Berdasarkan putusan nomor 9/Pid.Sus/TPK-2017/Pn.Bna yang dibacakan Ketua Majelis Hakim Faisal Mahdi, menyatakan ketiga terdakwa terbukti secarah sah dan meyakinkan bersalah melakukan tindak pidana korupsi sesuai pasal 3 jo pasal 4 jo pasal 18 ayat (1) huruf a, b, ayat 2 dan 3 UU Nomor 31 Tahun 1999 tentang Tindak Pidana Korupsi, sebagaimana telah diubah dengan UU Nomor 20 Tahun 2001.
Majelis hakim menghukum terdakwa Juanda, Jawahardi dan Zahirianto masing-masing 1 tahun penjara dipotong masa tahanan yang sudah dijalani, dan denda masing-masing Rp50 juta subsider (pengganti denda) 3 bulan masa kurungan. Majelis hakim juga menghukum para terdakwa membayar uang pengganti, yaitu untuk terdakwa Juanda Rp41 juta, Jawahardi Rp83 juta lebih dan Zahirianto Rp63 juta lebih. Apabila tidak dibayar sesuai dengan ketentuan yang berlaku, harta benda terdakwa akan disita oleh kejaksaan. Jika nilai harta benda tidak mencukupi, diganti masa kurungan, untuk Juanda 5 bulan, Jawahardi 7 bulan dan Zahirianto 5 bulan.
Usai mendengarkan putusan tersebut, para terdakwa melalui penasihat hukumnya mengatakan, “pikir-pikir dulu”. JPU Rahmadian juga mengatakan hal sama.

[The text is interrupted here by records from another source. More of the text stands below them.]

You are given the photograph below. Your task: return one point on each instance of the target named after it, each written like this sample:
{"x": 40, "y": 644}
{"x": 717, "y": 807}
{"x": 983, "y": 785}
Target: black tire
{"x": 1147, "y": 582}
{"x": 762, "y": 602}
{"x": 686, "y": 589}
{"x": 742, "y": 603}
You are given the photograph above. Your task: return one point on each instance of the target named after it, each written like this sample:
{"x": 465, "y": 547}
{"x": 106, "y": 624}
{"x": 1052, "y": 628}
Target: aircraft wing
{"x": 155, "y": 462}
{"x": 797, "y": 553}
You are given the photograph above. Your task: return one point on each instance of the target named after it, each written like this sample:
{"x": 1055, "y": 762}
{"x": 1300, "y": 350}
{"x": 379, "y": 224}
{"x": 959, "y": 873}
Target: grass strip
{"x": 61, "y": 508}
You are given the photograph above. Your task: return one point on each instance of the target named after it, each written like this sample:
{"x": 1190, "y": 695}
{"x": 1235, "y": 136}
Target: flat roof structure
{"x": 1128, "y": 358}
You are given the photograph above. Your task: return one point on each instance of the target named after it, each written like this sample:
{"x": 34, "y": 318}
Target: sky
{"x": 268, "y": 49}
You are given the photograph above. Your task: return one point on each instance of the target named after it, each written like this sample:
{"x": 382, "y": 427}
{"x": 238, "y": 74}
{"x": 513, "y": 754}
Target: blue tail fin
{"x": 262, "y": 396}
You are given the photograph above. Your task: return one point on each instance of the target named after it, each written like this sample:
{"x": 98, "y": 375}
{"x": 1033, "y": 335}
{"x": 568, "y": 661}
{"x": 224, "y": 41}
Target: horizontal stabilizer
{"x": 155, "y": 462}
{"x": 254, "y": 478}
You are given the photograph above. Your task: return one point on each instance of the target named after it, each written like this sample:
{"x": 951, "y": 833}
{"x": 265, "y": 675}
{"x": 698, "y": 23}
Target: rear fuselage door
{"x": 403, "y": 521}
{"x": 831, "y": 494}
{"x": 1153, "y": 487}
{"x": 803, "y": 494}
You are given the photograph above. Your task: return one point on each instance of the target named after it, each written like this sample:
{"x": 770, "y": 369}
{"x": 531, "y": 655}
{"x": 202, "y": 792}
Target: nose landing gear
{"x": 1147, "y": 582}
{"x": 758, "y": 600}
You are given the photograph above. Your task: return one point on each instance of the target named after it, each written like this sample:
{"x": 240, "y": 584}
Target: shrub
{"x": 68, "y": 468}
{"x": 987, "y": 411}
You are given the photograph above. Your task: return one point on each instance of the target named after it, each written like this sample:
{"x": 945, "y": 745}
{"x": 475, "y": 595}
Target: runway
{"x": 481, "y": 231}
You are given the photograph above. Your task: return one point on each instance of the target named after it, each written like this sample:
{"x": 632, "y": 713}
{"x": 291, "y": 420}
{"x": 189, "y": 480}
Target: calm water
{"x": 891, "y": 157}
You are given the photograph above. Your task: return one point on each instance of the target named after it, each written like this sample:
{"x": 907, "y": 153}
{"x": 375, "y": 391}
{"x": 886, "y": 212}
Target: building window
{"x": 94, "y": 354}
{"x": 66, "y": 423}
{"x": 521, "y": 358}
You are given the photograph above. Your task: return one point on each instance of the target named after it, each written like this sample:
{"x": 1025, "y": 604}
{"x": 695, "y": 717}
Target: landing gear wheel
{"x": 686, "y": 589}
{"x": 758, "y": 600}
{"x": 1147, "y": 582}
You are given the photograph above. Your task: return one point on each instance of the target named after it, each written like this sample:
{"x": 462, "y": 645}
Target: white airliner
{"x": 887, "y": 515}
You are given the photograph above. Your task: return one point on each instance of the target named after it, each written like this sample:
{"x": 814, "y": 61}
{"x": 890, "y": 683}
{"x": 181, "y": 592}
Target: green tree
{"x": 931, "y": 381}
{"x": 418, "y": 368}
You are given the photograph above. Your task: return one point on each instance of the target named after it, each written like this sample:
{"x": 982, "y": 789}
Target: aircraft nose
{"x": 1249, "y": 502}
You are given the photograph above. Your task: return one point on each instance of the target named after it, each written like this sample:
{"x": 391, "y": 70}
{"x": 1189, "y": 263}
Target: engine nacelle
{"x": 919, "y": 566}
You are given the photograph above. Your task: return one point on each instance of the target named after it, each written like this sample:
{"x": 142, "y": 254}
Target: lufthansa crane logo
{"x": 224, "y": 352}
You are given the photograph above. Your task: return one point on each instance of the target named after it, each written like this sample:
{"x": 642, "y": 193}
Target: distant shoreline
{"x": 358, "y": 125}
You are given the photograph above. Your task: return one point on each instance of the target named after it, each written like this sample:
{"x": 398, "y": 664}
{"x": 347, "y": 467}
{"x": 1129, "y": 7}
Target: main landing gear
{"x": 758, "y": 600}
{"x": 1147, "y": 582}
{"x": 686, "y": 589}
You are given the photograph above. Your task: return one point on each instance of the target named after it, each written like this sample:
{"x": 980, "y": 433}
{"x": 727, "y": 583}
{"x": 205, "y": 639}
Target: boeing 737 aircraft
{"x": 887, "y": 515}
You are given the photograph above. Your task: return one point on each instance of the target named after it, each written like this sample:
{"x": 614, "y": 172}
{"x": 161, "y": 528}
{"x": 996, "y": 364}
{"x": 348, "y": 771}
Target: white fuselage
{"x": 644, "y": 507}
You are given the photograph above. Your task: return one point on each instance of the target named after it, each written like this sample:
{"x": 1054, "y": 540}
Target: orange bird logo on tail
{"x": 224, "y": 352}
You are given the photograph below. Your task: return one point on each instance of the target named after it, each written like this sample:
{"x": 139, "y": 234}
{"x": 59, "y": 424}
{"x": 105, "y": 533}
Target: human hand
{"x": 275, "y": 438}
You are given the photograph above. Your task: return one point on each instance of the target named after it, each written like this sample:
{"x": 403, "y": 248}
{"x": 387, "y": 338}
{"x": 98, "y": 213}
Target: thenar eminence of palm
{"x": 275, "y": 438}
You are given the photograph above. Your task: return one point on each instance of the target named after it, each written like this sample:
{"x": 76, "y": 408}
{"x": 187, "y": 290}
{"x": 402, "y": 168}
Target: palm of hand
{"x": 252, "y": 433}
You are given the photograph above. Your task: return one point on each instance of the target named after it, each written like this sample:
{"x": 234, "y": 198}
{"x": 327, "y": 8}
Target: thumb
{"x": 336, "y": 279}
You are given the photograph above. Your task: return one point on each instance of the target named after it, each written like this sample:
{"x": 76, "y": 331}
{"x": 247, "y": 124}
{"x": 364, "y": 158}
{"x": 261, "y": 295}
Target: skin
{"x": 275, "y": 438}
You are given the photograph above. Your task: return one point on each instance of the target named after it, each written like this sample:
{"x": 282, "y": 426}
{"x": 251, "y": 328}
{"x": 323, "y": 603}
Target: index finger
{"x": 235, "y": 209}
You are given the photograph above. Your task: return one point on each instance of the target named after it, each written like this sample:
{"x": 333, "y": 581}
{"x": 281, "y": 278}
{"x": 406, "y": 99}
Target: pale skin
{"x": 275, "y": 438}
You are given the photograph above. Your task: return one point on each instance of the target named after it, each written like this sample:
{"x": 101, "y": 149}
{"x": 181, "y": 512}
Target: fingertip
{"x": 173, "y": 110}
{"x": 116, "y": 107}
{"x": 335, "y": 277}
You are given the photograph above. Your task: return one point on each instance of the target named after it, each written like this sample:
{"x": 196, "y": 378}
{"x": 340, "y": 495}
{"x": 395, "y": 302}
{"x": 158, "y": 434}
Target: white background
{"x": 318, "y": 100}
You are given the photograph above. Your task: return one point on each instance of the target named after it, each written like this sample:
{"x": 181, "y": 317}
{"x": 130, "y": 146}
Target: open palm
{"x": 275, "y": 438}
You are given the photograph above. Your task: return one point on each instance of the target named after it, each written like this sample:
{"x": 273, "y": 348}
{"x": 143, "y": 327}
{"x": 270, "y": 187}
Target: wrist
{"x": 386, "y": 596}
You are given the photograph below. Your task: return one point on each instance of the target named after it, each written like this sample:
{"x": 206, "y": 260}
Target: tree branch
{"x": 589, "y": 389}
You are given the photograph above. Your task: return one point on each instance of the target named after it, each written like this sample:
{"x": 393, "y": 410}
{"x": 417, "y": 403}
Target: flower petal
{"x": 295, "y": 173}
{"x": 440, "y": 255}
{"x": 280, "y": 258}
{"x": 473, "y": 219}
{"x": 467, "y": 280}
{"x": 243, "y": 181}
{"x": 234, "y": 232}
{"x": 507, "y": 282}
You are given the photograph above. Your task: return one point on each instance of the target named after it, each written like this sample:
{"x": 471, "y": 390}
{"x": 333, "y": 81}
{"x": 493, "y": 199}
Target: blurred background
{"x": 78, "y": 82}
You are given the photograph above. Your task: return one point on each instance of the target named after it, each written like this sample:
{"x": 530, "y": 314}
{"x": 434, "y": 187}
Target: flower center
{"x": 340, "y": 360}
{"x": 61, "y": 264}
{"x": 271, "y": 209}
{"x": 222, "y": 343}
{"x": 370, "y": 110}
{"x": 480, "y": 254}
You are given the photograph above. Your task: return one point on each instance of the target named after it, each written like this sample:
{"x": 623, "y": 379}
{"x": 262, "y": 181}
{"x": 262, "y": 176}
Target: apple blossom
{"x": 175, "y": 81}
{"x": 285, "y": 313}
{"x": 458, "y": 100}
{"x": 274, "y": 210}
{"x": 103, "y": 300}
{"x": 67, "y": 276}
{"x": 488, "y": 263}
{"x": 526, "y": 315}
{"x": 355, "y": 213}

Usai persidangan, Hamidah kepada portalsatu.com mengatakan, pihaknya keberatan dengan putusan majelis hakim, karena ia meyakini kliennya, Jawahardi dan Zahirianto tidak melakukan perbuatan seperti dituntut oleh jaksa. “Masa kurungan 1 tahun dengan denda dan uang pengganti, tentu ini sangat berat. Walaupun di persidangan saya bilang pikir-pikir dulu, tapi saya dan klien akan ajukan banding,” katanya.
Hal senada juga dikatakan Juanda yang mengaku merasa dizalimi dalam kasus ini. Apalagi, kata dia, majelis hakim mengaitkan dirinya sebagai kuasa pengguna anggaran (KPA) dalam pelaksanaan program RTLH 2013 tersebut. Padahal faktanya, kata dia, dirinya hanya sebagai pembina sesuai SK Gubernur Aceh dalam kepengurusan Komite Bener Maju.
“Saya KPA bila dananya masuk ke rekening dinas, faktanya dana program RTLH sebesar Rp1,9 miliar masuk ke rekening Komite Bener Maju. Ketuanya Marzuki dan bendaharanya Samidi. mereka yang bertanggung jawab tentang semua pengeluaran dana. Semua bukti sudah saya paparkan dalam persidangan sebelumnya, tapi jelas hakim seperti mengabaikan fakta-fakta persidangan,” ujar Juanda.
Juanda juga merasa kecewa karena hakim tidak memerintahkan penyidik untuk melakukan pemeriksaan terhadap penerima dana Rp41 juta yang menurutnya jelas-jelas diungkap oleh saksi diterima sejumlah oknum polisi di Bener Meriah dan oleh mantan Wakil Bupati Bener Meriah.
Pada sidang sebelumnya, JPU menjelaskan, hasil audit BPKP Perwakilan Aceh, proyek swakelola senilai Rp1,9 miliar bersumber dari APBA tahun 2013 tersebut ditemukan kerugian negara mencapai Rp 257 juta. Dana tersebut diperuntukkan merehabilitasi 100 unit RTLH di 9 kecamatan di Kabupaten Bener Meriah. Namun berdasarkan pengakuan saksi ahli Ramli Puteh, mantan auditor BPKP, tidak ada kerugian negara dalam program tersebut.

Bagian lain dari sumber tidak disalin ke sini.